Chapter 37 2012
In a quiet thicket of Regent’s Park, a sign advertises tonight’s outdoor entertainment: Twelfth Night.
“Oh look, a nice trash can for me to hide in.”
“I’m not forcing you to go.”
“You absolutely are.”
It’s a quintessential London experience, Viola had told Sebastian in the affectless voice that was the only one she could muster. I thought it would be nice.
Somehow it seemed important that they went together.
It felt like they had been avoiding it their entire lives.
She had bought the tickets before he came, in a gesture that she had written off as a generous surprise, a thank-you-for-coming gift.
But she can see now in his squeamishness about the whole thing (here!
in this languid, gorgeous everyone park!) that it had only been something that she wanted.
Perhaps the idea had been a way of managing her anxiety about the visit, of what to do with him.
But it will be nice, just sitting next to him in silence for a while. Letting the story go by.
“Lola, you are sad, and if this is going to make you feel better, then this is what we’ll do.”
“It will make me feel better.”
“I can’t promise I’m going to like it.”
“You are entitled to not like it.”
“Am I entitled to think it’s pretentious bullshit?”
“Sure.”
“And that their accents are stupid?”
“Don’t push it.”
The set is lush, and thickened by a dense soundscape of crickets, tropical birds.
In the general settling, a small band begins to play.
Breathing next to her is her brother, and she can feel the quieting of his mind as he looks around the amphitheater at all the people coming in, little children and a woman in a wheelchair and some too-loud Americans and a pair of German girls.
She can see him unfurling in this rough assembly of people just here to listen to a story about a boy named Sebastian and a girl named Viola.
Gradually it grows quiet, and a woman trundles up to the stage.
Here she is: herself but not herself.

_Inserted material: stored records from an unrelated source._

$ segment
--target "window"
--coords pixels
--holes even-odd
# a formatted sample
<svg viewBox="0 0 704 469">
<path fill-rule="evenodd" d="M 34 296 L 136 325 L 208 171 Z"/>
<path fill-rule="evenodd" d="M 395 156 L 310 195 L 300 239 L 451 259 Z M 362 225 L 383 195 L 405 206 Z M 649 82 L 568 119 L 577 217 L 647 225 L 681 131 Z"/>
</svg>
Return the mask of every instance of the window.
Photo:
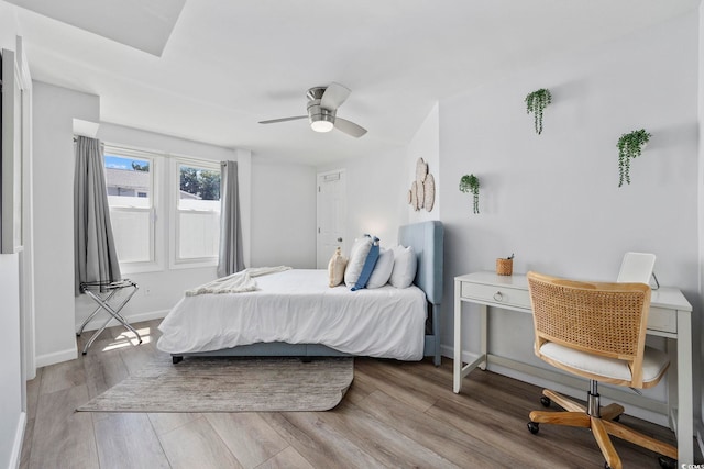
<svg viewBox="0 0 704 469">
<path fill-rule="evenodd" d="M 155 263 L 154 163 L 147 154 L 105 148 L 110 221 L 121 267 Z"/>
<path fill-rule="evenodd" d="M 174 168 L 174 261 L 215 265 L 220 242 L 220 165 L 178 158 Z"/>
<path fill-rule="evenodd" d="M 105 168 L 123 273 L 217 265 L 219 163 L 106 145 Z"/>
</svg>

Mannish, commanding, wide-faced, and broad-shouldered. Her voice is a surprise, all delicacy and enchantment:
“What country, friends, is this?”
She slips into the spell. A memory. Thick red curtains, the ceiling painted with a false sky, people talking and then silent and dark, the stage lighting up.
What country, friends, is this? Her mother’s voice: That’s you, attention directed toward sentences she couldn’t understand, her mother’s voice explaining the motions, the turmoil, the mistakes.
Cold ice cream on her tongue. Just the two of them. Bliss.